The Drive-By Truckers are a rarity in today's music climate: a band that hugs the road as if it were kin, touring any chance they get. They hit the pavement when they have a new album, or when they have a few festivals to play, or — in this case — when they have a batch of new songs to hone before heading into the studio.
The band played two nights in San Francisco on the mostly acoustic Dirt Underneath Tour, designed to debut new songs and tell stories behind the old ones. Despite the band's relative obscurity, the Drive-By Truckers — who hail from Alabama and South Carolina — have been touring for 10 years, building up a rabid following that comes out of the woodwork every time the band comes to town. I'm one of those fans, so
The DBT's are not casual concerts: The Truckers often play for three hours with two encores and cigarettes hanging from their lips, passing bottles of Jack Daniels back and forth. The Great American Music Hall show on Tuesday was no different, except that the music was acoustic and played sitting down.
While the Monday performance was merely ok, Tuesday night was totally transcendent. With the recent departure of Jason Isbell — one of the band's three guitarists and songwriters — the DBT have picked up two new members: John Neff on guitar and pedal steel, and recording legend Spooner Oldham on keyboards. Oldham was a bit off to say the least, but Neff was outstanding, rocking out with a sort of Zen-like calm.
The overall effect was like watching a band play from a big porch, complete with a beer cooler on stage. As usual, guitarist and vocalist Patterson Hood played the role of crowd charmer, telling laugh-out-loud yarns about DBT classics like "The Night G.G. Allin Came to Town." (He wrote it as a birthday gift for his right-hand man, Mike Cooley, DBT's other main guitarist/songwriter.)
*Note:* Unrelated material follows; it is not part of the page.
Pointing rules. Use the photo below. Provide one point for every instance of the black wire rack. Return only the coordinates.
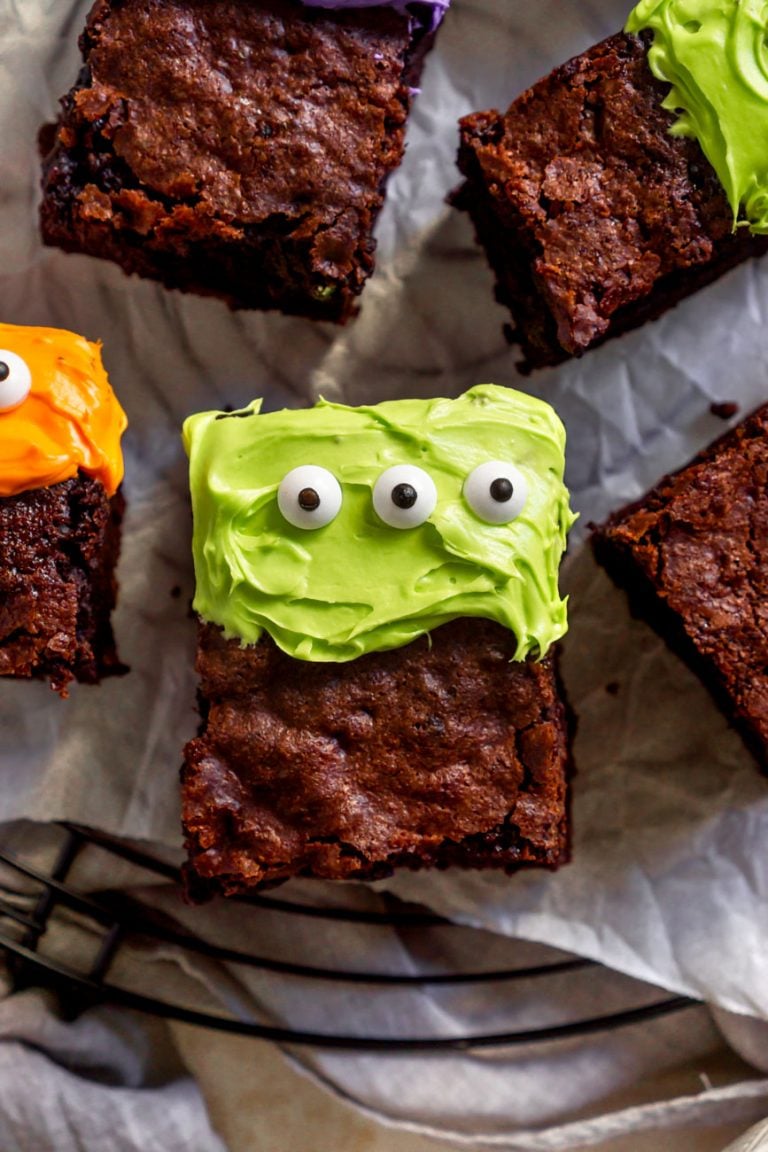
(30, 908)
Cooley's contribution, meanwhile, was a handful of excellent new songs, including the upbeat yet haunting "A Ghost to Most". Bassist Shonna Tucker and drummer Brad Morgan were tighter than ever, not to mention essential elements when the Truckers kicked into total rock assault. Particularly in the unhinged second half of the night, the band used its expertise to spike the energy of a roomful of strangers, prompting sing-alongs and giant grins. For the Drive-By Truckers, that's possible even with only acoustic instruments at their fingertips.